同計画はミッションモードへの転換を鮮明に示すもので、第一期の財政支出として2030–31会計年度までに総額₹84,084クローレが配分され、先進探査技術の導入と大規模地震探査、深海掘削、共通洋上インフラの整備、国内製造能力の強化を一体的に進めることで、インドの広大な洋上炭化水素資源の開放を目指すとしています。
計画は四つの統合コンポーネントで構成され、第一には地震データの取得・処理・解釈を強化するために₹28,534クローレが割り当てられており、これにより限られた地震探査のカバレッジを拡大してAIや先進デジタル技術でデータ処理を加速するとともに、国立データリポジトリに保管された既存データの再処理も行い有望区の特定を促進する方針です。
第二の柱は深海掘削の加速で、政府は合計₹43,200クローレを投入して60本の深海・超深海探索井の掘削を支援し、掘削費用に対しては井戸当たりの上限を井戸当たり₹675クローレまたは実費の50パーセントのいずれか低い方とする財政支援スキームを整備し、公的・民間の探査事業者両方の参加を促す設計としています。

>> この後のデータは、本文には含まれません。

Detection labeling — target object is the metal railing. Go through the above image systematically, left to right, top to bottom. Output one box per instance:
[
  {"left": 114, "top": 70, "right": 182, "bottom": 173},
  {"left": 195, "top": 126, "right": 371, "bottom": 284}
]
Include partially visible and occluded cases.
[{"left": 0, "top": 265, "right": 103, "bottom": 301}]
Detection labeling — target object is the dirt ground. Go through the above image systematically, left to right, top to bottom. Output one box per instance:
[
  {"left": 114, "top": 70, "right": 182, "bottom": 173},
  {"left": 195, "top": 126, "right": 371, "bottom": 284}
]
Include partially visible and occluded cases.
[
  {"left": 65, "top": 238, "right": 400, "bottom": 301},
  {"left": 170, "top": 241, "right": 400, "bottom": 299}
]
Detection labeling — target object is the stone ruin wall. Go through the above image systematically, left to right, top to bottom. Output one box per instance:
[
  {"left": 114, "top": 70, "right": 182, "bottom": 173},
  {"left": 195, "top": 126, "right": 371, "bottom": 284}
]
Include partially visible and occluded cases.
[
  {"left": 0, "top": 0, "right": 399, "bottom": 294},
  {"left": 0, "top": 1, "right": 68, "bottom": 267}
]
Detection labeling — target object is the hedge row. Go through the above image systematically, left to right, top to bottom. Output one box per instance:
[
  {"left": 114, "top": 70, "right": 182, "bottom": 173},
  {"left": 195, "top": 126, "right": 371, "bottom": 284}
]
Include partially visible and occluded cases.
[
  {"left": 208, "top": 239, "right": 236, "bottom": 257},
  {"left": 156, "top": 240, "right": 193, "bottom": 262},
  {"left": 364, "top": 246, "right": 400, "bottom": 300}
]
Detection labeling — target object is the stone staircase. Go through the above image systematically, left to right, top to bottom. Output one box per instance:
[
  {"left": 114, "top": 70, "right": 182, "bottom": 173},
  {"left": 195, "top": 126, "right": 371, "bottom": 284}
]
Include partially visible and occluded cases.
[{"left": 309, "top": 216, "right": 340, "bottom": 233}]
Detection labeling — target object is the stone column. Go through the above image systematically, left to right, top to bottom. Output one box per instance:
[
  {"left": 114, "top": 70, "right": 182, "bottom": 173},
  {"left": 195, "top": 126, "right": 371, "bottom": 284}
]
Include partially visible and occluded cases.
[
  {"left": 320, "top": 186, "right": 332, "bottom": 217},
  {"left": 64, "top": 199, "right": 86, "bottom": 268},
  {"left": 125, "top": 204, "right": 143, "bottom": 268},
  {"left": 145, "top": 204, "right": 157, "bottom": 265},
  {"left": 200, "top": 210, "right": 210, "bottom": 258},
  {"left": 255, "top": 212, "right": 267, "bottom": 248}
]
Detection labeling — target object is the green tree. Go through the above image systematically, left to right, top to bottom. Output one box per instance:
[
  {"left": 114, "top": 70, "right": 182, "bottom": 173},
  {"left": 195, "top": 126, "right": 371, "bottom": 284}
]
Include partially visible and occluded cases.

第三の柱は洋上生産を妨げてきた共通インフラの欠如に対処するもので、特にマハナディおよびクッチ地域の選定盆地で共有洋上インフラ開発に₹10,000クローレを割り当て、これにより各社が個別投資で負担してきた高額な生産・搬出設備のコストを削減し、孤立した発見を速やかに商業生産へ移行させることを想定しています。
第四の柱は国内製造とサービス能力の強化に焦点を当て、石油・ガス製造・サービスゾーンの設立に₹2,000クローレを投じるとともに、プログラムの監視やデジタル運用、人材育成、広報等の運営費として追加で₹350クローレを配分し、装備の国内生産や洋上バリューチェーン全体での国産化を促進する計画です。
政府の試算では、探査が順調に進めばSamudra Manthanは炭化水素埋蔵量を6億トン石油換算(MMTOE)以上押し上げ、総資源基盤を約16億トンから約22億トンへ拡大するとしており、国内生産は現在の約62 MMTOEから約80 MMTOEへと増加しうると見込まれており、その結果として年間で約₹1兆(1 lakh crore)近い輸入削減効果が期待されると説明しています。
しかしながら洋上探査には時間と巨額の資本が必要であり、探査ブロックの付与から商業生産に至るまで通常5年から10年を要し、深海掘削一本当たりの費用は1億2,500万ドルから1億5,000万ドルに達する一方で、既存油田は年間約6~7パーセントの自然減産を経験するという課題があり、こうした高コスト・高リスクの下で政府はリスク共有メカニズムを導入し公私双方の参加を促す方針を打ち出しています。
Samudra Manthanはまた、過去10年にわたる構造改革の上に築かれており、政府は洋上地域の99パーセント超を開放し、HELPやOALPの導入、PSCからRSCへの移行、さらに2025年の関連法改正と規則施行を通じて投資環境の透明性と契約の安定性を高めてきたと強調しており、これが民間投資の呼び込みにつながっているとしています。
重要な節目として政府は、2026年7月25日にマハナディ洋上盆地でMN-DWN18-1-HD評価井の掘削を開始したことを挙げており、これは世界水準の深海掘削技術を用いて計画された4本の深海井のうち最初の井であり、商業的実現可能性を評価するための重要な第一歩と位置付けられています。
政府はSamudra Manthanを、科学データと技術革新、共有インフラ、リスク共有、国産製造を一体化した国家ミッションと規定し、これにより洋上探査の全段階を強化して輸入依存の削減とエネルギー安全保障の長期的な強化、さらには探査・生産や関連産業における雇用や国内製造の拡大による経済的波及効果を狙うとしています。